Anglo Saxon History
Map Position

This map is centered on Crawley in Sussex.

Map Logic

This map is shows the 5 metre high tide level around the coast of the South East of England. As you can see there is a marked difference between this map and current maps mainly due to Sea Defence work. The Pevensey and Romney marshes were tidal salt marshes with a few small islands protruding through the water as is the area between Worthing and Fareham.
If our current sea defenses were removed then the coastline would revert to this shape.
This map is created by and is a brilliant way of visualising historic sea levels even though it wasn't designed for this purpose.


The magic 5 metre tide level and its effect on our understanding of Anglo Saxon History.
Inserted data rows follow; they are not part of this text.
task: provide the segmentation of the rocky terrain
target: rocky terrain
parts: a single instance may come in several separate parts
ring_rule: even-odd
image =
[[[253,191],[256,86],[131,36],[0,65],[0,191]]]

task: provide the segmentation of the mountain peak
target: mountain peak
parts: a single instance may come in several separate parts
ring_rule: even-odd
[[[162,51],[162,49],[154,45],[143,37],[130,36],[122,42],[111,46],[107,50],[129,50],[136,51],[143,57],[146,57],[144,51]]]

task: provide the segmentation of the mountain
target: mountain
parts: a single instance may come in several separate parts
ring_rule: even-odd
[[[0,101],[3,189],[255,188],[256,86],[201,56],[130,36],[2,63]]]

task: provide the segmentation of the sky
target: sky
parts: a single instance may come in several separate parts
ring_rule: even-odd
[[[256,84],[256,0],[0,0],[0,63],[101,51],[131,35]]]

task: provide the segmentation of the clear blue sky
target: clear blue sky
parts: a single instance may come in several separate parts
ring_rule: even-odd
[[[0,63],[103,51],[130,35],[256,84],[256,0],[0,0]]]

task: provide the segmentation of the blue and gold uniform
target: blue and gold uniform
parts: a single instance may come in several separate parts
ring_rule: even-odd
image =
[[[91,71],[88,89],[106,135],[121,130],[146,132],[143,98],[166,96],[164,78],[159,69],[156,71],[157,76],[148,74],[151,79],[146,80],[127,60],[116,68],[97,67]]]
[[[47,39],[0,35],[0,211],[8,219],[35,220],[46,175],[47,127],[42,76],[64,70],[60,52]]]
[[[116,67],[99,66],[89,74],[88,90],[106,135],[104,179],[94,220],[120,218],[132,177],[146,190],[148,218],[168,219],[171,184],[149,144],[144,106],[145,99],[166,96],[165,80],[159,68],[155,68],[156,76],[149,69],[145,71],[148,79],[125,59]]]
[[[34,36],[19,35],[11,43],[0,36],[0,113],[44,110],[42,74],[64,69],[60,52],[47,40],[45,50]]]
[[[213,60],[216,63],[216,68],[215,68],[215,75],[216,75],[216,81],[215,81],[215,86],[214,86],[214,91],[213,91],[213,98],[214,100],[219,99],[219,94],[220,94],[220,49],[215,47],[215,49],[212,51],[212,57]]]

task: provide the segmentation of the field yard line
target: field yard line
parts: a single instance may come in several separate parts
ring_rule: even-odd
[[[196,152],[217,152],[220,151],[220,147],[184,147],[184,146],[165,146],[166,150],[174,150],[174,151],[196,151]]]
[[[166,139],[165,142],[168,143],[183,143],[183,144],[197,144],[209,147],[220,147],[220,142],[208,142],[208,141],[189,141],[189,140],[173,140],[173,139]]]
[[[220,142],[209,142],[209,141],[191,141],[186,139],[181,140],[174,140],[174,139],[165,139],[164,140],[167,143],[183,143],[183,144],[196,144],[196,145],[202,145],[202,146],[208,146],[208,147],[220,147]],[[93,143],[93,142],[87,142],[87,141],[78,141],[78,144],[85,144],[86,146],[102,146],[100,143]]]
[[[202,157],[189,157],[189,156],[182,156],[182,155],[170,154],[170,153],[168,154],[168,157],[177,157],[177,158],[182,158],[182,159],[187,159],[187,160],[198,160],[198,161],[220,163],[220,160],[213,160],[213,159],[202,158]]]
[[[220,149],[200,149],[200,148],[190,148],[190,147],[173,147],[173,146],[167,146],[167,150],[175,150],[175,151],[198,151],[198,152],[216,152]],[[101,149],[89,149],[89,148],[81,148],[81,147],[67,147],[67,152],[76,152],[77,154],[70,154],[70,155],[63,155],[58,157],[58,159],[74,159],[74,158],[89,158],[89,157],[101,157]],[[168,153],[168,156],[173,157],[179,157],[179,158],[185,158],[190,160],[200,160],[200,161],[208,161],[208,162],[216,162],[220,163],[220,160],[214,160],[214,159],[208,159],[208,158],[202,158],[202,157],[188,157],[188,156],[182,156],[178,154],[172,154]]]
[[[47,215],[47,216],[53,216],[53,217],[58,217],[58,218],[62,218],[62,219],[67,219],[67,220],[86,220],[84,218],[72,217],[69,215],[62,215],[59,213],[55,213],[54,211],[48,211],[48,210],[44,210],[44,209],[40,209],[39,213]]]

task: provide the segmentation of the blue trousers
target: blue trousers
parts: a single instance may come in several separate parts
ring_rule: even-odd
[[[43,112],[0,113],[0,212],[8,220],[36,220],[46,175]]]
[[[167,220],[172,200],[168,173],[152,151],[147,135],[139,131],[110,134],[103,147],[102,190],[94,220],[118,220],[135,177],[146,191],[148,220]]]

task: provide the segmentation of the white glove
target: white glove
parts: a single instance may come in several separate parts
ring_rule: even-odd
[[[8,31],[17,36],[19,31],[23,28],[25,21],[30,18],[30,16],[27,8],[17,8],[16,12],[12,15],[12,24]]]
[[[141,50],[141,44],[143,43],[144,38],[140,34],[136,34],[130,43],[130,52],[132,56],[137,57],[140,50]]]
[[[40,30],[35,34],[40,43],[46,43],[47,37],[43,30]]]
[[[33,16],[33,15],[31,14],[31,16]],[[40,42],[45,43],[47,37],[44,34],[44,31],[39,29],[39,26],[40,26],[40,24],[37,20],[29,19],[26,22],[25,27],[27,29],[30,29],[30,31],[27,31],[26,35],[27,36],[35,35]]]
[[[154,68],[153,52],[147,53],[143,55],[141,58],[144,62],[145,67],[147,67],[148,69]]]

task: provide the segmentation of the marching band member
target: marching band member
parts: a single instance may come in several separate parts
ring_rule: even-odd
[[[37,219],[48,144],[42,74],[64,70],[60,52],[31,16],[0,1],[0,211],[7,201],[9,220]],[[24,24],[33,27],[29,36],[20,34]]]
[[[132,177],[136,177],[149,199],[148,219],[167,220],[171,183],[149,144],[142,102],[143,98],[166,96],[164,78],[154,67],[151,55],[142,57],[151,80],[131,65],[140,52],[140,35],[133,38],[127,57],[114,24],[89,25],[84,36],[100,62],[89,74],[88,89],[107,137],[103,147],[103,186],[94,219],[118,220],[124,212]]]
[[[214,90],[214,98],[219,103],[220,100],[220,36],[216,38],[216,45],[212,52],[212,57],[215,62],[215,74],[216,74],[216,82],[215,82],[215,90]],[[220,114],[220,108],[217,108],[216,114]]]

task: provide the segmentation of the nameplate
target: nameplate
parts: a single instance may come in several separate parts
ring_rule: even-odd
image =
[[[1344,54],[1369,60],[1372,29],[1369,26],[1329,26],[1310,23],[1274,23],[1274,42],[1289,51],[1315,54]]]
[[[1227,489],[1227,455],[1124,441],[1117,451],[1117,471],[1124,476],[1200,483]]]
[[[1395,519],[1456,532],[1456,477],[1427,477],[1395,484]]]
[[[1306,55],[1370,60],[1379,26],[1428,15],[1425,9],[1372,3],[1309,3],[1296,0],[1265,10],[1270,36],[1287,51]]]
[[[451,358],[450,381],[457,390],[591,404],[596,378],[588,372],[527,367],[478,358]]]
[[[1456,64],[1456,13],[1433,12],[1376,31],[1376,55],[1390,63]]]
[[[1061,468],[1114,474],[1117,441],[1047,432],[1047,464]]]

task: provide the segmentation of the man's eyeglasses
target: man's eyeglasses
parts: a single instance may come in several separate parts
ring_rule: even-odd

We originally had included a map from, but having moved to a secure version of the site we found these do not work, so please click the following link to show sea level changes.
please click here for the map in a pop up window showing the change in the coastline when the sea level is made to rise 5 metres.


The map above shows the 5 metre tide level over the South East of England, I will now try to show you why I believe this is relevent to the history of the Saxons.

Lets take an area I know - the Pevensey Levels in Sussex.

and look at the Saxon place names which refer to islands these places are all derived from the Saxon word æg
which has been shown to refer to modern place names starting in eg, ending in ay or et or ey or ly or ney or sea or sey or ye, or containing eye or island.
So lets take a look at modern Pevensey and see if we can make it into an island.

The following images are derived from Google Maps with the sea level overlays provided by Alex Tingle

The map above shows the current sea level, Pevensey is not an island

This map shows what the land would look like if the Sea Level rose by 1 metre, Pevensey is still land based.

This map shows what the land would look like if the Sea Level rose by 2 metres, Pevensey is starting to look more like an island.

This map shows what the land would look like if the Sea Level rose by 3 metres, Pevensey is still not an island.

This map shows what the land would look like if the Sea Level rose by 4 metres, Pevensey is looking more like an island but still not there yet.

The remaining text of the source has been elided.